# Hi another newbie



## anakat (Jul 23, 2007)

Hi,
My name is Anne, I live in the UK with my husband of more years than I care to think about  
Our lives are run by three cats Daisy 10, Tolly 3, and Chloe 2.


----------



## Leazie (Apr 14, 2007)

Hello Anne, and welcome. Did you post pics of the kitties yet?
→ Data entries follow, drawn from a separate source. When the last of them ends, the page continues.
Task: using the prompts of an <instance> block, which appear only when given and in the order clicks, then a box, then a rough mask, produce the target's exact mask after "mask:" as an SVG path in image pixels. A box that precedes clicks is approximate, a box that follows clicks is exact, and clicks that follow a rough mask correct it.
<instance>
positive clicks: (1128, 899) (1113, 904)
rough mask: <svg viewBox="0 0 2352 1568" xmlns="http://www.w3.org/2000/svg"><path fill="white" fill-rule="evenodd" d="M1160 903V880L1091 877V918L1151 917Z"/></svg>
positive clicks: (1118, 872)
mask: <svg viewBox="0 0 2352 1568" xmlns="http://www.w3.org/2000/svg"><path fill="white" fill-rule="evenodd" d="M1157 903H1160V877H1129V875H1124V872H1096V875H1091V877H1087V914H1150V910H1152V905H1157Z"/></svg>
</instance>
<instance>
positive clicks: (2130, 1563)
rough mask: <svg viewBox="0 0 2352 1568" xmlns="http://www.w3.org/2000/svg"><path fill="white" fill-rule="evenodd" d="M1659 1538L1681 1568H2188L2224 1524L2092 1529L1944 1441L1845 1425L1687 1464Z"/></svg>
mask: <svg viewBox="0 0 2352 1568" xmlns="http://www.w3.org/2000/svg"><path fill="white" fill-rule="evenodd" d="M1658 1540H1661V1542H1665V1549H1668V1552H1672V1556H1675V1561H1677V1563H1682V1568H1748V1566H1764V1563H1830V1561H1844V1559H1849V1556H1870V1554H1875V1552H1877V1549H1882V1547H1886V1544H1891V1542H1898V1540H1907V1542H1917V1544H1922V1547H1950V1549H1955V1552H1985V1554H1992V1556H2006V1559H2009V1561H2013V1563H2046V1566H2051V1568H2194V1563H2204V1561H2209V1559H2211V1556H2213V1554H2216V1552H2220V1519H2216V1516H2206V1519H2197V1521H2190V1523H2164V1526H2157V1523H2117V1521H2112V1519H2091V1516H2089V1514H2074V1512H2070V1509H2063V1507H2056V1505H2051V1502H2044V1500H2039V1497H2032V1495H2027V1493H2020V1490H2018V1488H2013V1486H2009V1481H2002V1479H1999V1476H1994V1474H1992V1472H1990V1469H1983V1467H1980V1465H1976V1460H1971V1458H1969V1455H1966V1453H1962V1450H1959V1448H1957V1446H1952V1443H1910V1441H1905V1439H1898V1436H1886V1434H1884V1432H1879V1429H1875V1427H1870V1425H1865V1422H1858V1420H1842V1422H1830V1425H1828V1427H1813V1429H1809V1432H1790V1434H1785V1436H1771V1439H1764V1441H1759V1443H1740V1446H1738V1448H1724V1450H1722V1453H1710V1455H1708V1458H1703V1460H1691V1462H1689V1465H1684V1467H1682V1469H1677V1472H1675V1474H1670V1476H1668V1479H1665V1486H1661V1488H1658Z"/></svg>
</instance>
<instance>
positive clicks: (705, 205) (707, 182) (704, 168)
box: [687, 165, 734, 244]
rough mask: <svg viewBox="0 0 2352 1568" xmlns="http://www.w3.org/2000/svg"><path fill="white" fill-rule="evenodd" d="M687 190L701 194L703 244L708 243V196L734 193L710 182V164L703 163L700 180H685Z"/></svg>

I'm Lea-Ann and have 7 kitties, of all assorted shapes and sizes.


----------



## Jeanie (Jun 18, 2003)

Hi, Anne! Enjoy the forums.


----------



## jessamica8 (Aug 17, 2004)

Welcome!


----------



## kitkat (Sep 22, 2003)

Welcome to Cat Forum Anne :wink:


----------



## marie73 (Jul 12, 2006)

Welcome, Anne!

I am staff to the two princesses you see below.


----------



## dmcwlvssr (Apr 24, 2005)

Hello and Welcome! Purrs to the fur gang.


----------



## Lisa 216 (Oct 25, 2004)

Hi Anne and welcome


----------



## DesnBaby (Apr 18, 2004)

Anne! Lovely kitties and funny signature :lol:


----------



## doodlebug (May 13, 2006)

Welcome Anne...saw the pics of your babies, extremely cute! Hope you enjoy your time here.


----------